Named Configurations (lookup table) #
Vector = {question, discipline/objective, topology, binding, unit}.
| Name | Vector | Canonical study object | Signature failure |
|---|---|---|---|
| FIFO scheduler | ordering, FIFO, central-ish, advisory, task | thread-pool executor | HoL blocking; big delays small |
| Priority scheduler | ordering, priority, central, durable, task/pod | k8s PriorityClass + preemption | starvation; inversion; preemption storm |
| Fair-share | ordering, fair-share, central, —, task/class | Linux CFS; WFQ | wrong weights; fair-but-slow; gaming |
| Deadline (EDF) | ordering+admission, deadline, central, —, task | EDF real-time | impossible admits; cascade misses; bad estimates |
| SJF/SRPT | ordering, size-aware, central, —, task | SRPT discipline | large-job starvation; understated costs |
| Token/rate limiter | admission, rate-shape, central or distributed, —, request | token bucket | wrong key; distributed counter skew |
| Concurrency limiter | admission, in-flight cap, local, permit, request | connection pool; Envoy adaptive | permit leak; slots held by long jobs; limit ≠ bottleneck |
| Central placement | placement+admission, pack+spread+locality score, central, durable (optimistic bind), pod | k8s filter/score/bind; Borg | stale view; binding race; fragmentation; scheduler bottleneck |
| Bin-packing | placement, pack objective, central, durable, job/VM | Borg/k8s scoring | hotspot; correlated failure; future big job can’t fit |
| Spread/anti-affinity | placement, spread objective, central, durable, replica set | topology spread constraints | utilization loss; unschedulable replicas; wrong domain model |
| Locality-aware | placement, locality objective, central, advisory→durable, task | MapReduce/Spark locality levels | wait-for-local; hot data hotspot; stale locality |
| Pull/claim | ordering, FIFO-ish, pull, leased, task | SQS visibility timeout; Temporal polling | duplicate execution; lease expiry mid-work; hoarding |
| Work-stealing | placement, load-balance, peer, ephemeral, task | ForkJoin deque | steal overhead; locality loss; victim contention |
| Hash/ring | placement, deterministic, no-decider, durable-by-math, key | Dynamo ring + vnodes | hot key; churn movement; imbalance |
| Lease shard assignment | placement, sticky-balance, coordinator-lease, leased+fenced, shard | Kafka group coordinator | stale owner; double processing; rebalance thrash; checkpoint/owner split |
| Query fragment | placement+ordering, locality+slots, central coordinator, durable, fragment/gang-ish | Trino planning/execution | straggler; skew; coordinator bottleneck; partial-retry pain |
| Traffic/LB | placement, load metric per pick, deterministic or local, advisory, request | Envoy LB policies | stale endpoint; retry storm; bad health signal |
| Reservation | admission, hold-then-commit, central, leased reservation, large unit | capacity/inventory hold | leaked hold; overbooking; stranded capacity |
| Gang | placement+admission, all-or-nothing, central, durable, gang | Volcano/Kueue; HPC batch | partial-allocation deadlock; fragmentation; long waits |
| Waitlist/admission | admission, priority+eligibility, central, —, job/pod | k8s pending-pod queue | starvation; stale promotion; infinite wait |
Vocabulary #
work item candidate set capacity constraint score
priority deadline weight fair share quota
reservation binding lease fence generation preemption
affinity anti-affinity locality fragmentation
permit slot admission promotion
feedback reconcile health straggler skew
Deep Lesson #
Scheduler bugs come from confusing pairs on different axes:
queue order vs scheduling discipline (queue block vs axis 2)

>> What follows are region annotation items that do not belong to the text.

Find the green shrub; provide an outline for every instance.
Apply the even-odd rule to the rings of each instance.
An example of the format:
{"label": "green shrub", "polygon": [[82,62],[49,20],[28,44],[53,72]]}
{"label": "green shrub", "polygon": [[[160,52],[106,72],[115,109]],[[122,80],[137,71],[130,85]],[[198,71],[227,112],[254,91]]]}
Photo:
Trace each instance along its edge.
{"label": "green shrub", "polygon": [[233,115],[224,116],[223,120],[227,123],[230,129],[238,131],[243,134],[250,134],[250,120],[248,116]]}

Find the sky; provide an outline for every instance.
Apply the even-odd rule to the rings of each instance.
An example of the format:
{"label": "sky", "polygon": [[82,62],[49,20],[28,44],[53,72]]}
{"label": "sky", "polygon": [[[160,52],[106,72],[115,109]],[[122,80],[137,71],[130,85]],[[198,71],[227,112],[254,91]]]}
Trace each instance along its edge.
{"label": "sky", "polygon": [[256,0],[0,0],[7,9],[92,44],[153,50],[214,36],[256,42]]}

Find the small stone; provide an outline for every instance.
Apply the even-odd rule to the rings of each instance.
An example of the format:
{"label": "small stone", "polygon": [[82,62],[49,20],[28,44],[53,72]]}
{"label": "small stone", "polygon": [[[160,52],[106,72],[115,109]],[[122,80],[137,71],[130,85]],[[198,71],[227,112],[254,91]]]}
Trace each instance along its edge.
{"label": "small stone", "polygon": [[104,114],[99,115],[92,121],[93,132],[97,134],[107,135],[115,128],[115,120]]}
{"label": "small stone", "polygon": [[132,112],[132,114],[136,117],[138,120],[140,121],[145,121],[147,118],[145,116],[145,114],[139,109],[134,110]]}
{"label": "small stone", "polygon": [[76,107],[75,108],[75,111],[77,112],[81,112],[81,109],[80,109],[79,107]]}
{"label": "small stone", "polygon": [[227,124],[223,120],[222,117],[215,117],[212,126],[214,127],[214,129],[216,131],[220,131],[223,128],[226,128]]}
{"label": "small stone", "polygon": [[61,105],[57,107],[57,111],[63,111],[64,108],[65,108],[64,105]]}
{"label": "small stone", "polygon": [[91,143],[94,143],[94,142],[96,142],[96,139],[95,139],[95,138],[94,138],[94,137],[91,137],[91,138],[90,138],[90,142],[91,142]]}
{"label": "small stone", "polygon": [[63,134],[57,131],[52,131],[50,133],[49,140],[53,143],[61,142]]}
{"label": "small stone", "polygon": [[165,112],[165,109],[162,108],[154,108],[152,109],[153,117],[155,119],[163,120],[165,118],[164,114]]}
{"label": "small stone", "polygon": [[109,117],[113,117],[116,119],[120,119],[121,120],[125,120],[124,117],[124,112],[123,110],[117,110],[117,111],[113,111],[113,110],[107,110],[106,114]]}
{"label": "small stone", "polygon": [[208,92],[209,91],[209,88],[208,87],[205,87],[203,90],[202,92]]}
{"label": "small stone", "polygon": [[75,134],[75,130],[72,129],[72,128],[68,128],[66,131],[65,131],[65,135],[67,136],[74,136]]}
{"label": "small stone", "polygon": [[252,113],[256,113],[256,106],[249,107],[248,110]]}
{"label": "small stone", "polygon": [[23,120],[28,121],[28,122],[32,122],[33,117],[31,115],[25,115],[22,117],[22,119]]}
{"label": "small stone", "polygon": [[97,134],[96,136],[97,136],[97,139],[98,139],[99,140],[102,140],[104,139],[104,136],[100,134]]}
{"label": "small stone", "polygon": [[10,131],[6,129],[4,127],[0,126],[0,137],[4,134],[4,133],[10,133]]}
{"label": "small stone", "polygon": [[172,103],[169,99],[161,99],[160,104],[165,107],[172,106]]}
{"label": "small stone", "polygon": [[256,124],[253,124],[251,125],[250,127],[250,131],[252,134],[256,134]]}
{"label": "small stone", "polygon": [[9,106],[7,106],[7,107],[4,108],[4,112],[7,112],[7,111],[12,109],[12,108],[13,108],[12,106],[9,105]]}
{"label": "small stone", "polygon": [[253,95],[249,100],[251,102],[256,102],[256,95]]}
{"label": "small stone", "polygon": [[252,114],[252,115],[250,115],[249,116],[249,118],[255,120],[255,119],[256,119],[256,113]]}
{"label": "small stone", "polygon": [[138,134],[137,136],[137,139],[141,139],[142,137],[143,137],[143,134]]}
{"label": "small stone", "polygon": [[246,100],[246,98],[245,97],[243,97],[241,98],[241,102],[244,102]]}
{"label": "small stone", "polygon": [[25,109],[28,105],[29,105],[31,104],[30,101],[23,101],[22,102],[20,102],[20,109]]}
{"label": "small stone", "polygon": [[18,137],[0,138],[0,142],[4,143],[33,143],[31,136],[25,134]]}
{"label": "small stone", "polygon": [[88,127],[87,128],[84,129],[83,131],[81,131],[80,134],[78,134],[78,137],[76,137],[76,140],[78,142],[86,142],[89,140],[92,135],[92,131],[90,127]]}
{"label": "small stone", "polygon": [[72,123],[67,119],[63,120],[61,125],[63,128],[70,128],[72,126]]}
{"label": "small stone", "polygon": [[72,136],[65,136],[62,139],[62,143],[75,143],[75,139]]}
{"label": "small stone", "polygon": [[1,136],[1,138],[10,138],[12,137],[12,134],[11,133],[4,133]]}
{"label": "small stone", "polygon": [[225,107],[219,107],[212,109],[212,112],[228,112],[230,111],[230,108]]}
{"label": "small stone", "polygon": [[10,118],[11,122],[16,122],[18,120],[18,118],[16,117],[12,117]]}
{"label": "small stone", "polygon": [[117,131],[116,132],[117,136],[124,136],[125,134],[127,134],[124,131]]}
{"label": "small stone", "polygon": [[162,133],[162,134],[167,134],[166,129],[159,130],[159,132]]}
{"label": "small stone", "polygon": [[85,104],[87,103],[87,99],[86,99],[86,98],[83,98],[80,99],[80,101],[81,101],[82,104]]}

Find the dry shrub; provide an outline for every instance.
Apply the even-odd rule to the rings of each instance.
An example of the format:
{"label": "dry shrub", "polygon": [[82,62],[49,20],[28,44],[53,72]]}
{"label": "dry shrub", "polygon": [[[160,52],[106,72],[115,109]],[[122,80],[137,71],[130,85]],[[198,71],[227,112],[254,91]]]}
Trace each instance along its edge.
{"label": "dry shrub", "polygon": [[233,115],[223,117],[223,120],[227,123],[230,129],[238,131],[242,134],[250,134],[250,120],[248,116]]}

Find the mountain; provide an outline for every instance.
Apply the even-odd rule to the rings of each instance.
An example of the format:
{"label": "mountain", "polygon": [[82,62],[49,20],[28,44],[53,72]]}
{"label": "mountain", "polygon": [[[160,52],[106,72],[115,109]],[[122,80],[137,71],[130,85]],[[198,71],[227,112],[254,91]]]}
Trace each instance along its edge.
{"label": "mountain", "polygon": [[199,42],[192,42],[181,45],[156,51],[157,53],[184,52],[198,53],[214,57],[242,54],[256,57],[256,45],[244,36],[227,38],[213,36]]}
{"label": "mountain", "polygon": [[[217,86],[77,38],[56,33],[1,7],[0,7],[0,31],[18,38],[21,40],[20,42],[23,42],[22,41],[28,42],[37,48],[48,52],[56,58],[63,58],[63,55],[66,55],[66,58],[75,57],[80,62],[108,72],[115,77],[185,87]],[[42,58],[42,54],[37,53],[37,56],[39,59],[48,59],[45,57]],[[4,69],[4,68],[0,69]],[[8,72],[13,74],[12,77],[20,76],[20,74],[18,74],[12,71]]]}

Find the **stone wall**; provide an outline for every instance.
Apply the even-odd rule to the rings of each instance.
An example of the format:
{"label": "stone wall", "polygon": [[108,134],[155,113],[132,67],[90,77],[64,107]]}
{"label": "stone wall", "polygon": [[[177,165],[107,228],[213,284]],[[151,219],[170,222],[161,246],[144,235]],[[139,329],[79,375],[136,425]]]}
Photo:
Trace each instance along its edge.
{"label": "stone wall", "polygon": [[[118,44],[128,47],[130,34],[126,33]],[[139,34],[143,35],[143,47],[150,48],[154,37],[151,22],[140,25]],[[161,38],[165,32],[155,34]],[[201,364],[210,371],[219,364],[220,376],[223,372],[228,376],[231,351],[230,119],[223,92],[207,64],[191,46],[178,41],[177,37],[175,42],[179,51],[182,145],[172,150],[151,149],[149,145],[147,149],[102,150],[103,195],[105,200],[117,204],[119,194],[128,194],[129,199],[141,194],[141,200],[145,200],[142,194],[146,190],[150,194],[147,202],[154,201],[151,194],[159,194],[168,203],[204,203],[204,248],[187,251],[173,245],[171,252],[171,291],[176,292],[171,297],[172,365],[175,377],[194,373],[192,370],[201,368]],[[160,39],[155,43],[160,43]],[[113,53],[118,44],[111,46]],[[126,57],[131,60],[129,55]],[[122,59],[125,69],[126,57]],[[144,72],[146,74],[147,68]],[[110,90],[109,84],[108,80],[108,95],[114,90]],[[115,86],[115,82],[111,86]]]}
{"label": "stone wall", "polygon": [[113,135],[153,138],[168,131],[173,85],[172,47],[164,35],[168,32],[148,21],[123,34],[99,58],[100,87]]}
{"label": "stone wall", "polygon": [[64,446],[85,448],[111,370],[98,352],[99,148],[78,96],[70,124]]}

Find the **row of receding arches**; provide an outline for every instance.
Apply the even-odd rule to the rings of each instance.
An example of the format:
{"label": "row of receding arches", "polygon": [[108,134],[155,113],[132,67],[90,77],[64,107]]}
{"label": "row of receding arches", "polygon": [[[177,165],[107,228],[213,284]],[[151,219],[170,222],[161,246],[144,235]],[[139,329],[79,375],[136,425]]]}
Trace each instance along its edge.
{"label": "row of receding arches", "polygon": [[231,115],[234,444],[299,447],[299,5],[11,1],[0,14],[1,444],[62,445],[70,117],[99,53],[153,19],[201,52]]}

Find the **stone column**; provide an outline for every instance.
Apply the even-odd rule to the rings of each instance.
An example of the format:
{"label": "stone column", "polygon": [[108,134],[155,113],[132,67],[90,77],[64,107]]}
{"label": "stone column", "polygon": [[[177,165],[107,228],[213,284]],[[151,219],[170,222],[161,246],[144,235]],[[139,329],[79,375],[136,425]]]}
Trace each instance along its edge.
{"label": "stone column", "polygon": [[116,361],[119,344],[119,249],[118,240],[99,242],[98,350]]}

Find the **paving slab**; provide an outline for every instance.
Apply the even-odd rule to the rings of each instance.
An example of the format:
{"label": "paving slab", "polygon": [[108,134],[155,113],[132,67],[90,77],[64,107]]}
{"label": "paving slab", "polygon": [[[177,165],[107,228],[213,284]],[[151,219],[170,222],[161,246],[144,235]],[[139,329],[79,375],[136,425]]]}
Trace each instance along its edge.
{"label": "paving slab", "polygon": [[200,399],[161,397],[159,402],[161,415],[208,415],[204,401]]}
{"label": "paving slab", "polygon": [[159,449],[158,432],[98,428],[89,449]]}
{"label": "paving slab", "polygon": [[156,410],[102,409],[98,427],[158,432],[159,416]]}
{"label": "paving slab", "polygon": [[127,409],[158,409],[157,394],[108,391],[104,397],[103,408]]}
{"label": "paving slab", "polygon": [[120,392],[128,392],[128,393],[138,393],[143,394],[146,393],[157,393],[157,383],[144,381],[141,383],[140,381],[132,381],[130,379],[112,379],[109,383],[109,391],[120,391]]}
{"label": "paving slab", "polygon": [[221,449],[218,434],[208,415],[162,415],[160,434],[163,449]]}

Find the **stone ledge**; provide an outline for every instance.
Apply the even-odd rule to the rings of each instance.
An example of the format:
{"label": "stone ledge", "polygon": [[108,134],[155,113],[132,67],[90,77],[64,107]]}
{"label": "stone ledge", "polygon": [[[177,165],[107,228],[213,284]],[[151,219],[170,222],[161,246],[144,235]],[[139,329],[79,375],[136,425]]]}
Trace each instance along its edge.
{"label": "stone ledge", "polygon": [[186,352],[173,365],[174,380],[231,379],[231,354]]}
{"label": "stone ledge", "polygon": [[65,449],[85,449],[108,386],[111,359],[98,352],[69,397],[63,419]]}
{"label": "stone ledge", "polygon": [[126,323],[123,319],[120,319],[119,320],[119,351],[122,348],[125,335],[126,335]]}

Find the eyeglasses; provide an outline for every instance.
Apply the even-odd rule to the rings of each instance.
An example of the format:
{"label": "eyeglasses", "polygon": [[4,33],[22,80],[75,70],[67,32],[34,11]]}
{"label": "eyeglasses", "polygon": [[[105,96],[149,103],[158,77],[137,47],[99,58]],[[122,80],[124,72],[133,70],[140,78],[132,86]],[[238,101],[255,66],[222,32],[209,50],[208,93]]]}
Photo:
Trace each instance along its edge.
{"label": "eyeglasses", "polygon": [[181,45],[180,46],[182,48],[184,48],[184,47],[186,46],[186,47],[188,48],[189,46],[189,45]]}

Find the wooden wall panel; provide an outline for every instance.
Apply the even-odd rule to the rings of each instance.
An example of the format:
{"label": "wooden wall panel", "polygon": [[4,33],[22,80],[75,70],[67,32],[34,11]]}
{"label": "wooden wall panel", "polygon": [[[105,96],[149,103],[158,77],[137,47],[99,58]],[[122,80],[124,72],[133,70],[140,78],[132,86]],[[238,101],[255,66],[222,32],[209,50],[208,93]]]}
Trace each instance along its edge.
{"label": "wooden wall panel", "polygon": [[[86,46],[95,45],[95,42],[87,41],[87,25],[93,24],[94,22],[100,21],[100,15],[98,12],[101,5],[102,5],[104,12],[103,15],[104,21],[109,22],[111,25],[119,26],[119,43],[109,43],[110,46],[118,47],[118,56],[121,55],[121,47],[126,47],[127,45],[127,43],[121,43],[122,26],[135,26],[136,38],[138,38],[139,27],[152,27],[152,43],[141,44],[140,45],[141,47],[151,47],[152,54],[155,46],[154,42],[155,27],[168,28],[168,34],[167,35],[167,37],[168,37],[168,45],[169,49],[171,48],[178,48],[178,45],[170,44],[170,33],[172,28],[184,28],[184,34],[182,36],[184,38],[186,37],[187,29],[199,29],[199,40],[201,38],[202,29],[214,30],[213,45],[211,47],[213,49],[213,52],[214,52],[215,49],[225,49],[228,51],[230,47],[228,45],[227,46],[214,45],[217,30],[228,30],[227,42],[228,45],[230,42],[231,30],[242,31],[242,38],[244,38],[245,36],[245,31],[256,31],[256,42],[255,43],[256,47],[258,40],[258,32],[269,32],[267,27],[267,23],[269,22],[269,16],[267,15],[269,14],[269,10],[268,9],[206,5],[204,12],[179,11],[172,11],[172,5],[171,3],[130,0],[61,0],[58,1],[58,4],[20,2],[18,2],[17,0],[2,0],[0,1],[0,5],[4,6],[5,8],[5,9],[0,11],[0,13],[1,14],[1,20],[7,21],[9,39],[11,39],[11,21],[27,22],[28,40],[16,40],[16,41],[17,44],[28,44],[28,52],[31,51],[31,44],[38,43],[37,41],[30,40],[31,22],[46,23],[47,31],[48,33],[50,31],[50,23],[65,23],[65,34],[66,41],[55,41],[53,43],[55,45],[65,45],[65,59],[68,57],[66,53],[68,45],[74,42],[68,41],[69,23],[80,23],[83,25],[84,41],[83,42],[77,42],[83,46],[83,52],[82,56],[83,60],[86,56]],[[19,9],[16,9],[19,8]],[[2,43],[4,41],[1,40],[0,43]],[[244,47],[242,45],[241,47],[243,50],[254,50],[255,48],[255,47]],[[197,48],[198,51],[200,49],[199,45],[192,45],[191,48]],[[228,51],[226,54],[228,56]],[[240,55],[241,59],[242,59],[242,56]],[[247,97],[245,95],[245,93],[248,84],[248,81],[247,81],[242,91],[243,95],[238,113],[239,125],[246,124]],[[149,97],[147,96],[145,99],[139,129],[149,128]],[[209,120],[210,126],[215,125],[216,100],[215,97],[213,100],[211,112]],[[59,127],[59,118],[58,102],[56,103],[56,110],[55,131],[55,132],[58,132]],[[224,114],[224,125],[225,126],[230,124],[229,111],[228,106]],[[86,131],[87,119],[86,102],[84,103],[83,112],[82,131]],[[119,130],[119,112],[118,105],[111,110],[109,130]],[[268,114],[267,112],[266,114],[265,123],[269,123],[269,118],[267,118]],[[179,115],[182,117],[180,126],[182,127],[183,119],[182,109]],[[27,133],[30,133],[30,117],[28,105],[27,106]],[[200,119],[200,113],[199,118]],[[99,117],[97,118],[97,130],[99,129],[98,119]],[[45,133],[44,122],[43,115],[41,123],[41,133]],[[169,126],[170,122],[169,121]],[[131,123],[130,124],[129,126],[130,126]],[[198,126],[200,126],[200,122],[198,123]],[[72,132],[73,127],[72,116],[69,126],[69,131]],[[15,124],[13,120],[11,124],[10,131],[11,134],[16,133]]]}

available capacity vs usable capacity (view vs reality*)
placement vs ownership (axis 4: durable vs leased/fenced)
admission vs execution (axis 1: separate questions)
priority vs fairness (two disciplines, two objectives)
local optimum vs global health (axis 3: topology limits the view)
autoscaling vs scheduling (changing capacity vs allocating it)
binding vs materialization (decision artifact vs confirmed effect)
Design procedure: name the scarce resource, walk the five axes, state the binding strength, wire the feedback loop, plan for the dead placement. The named types are recognition shortcuts, not the design space.